Ne pas faire de bruit, ne pas déranger, certes. Aussi, je me trouvais lourde,
laide et difficile à aimer, dans mes vérités. Connues de moi seule. Et seule,
je l’étais atrocement. Même sous mon propre toit, je m’étais formatée autant
que possible, pour éviter les foudres, les abus, les violences diverses et les
disputes. Cirant, arrondissant et enfonçant tellement et tant, de parties de
moi. Me taisant. Ma vie en apparences harmonieuse, je la racontais par chœur.
Je la jouais si bien, trop bien. Fuyant le très peu de gens qui voyaient un peu,
qui sentait quelque chose. Je contrôlais le mal supplémentaire que l'on pouvait
me faire. Surtout, je soulageais les gens de mes cicatrices, mon bagage lourd
et mes maladresses et autres vulnérabilités.
Toi, tu as vu clair tout de suite et j’ai eue la frousse. J’étais
irritée aussi. Ignorant jusqu’ou portait ton regard. J’ai mis tout en oeuvre
pour tromper tes sens, pour plusieurs bonnes raisons. Celles habituelles, et
celles, qui étaient vouées à nous séparer. À nous empêcher de se rapprocher. J’ignorais
que tu étais une telle force de la nature. Plus forte que ma volonté et mes
écrans de fumée si nombreux. Plus fort que toutes mes peurs, mes doutes et l’énergie
que j’ai mise à te tenir loin. Donc au final, ça n’aura servi à rien. Nous
étions destinés l’un à l’autre, oui, oui… même si simplement de l’écrire me
fait encore sourire un brin. Au moins, je ne grince plus des dents et je ne
roule plus les yeux!
Tu as accueilli depuis le jour un, ce que je moi, je
parvenais à t’offrir et te montrer. Confiance et sécurité tu m’as rapidement inspiré.

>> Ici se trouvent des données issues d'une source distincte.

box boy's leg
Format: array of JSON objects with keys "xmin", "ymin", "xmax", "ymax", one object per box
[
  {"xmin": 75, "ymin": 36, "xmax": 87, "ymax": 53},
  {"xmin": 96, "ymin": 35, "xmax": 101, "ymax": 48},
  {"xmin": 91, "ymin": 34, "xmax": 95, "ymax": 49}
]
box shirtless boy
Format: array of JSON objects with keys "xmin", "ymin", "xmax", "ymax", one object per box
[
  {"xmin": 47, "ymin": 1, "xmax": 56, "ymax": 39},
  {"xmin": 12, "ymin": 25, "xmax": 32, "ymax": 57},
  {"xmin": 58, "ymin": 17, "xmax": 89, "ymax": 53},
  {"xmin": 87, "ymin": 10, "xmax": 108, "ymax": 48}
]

À mon grand désarroi. Et chaque fois que j’essayais de me rendre repoussante en
te montrant certains côtés de moi, cela faisait tout le contraire, pour ma plus
grande confusion.
J’ai cru que je serais trop. Je te l’ai d’ailleurs dit dans
les premières paroles dites juste après que tu m’as fait l’aveux de ton Amour.
Juste après mon silence paniqué et ma tronche béate, je t’ai dit, parmi
plusieurs choses, que j’étais beaucoup. Le menton levé, tête haute, te mettant
en défi. Essayant de te faire peur, te faire fuir, te faire te rétracter. Je t’ai
clamé avec sincérité, que j’étais beaucoup. Cela est d’autres paroles tricotées
pour te décourager. Tu avais réponse à tout, tu ne cédais et ne reculais pas d’un
iota. Tu n’avais jamais offert ces mots, sans un pincement. Mes machinations n’allaient
pas de repousser, et tu avais réponse à toutes mes tentatives de te faire peur.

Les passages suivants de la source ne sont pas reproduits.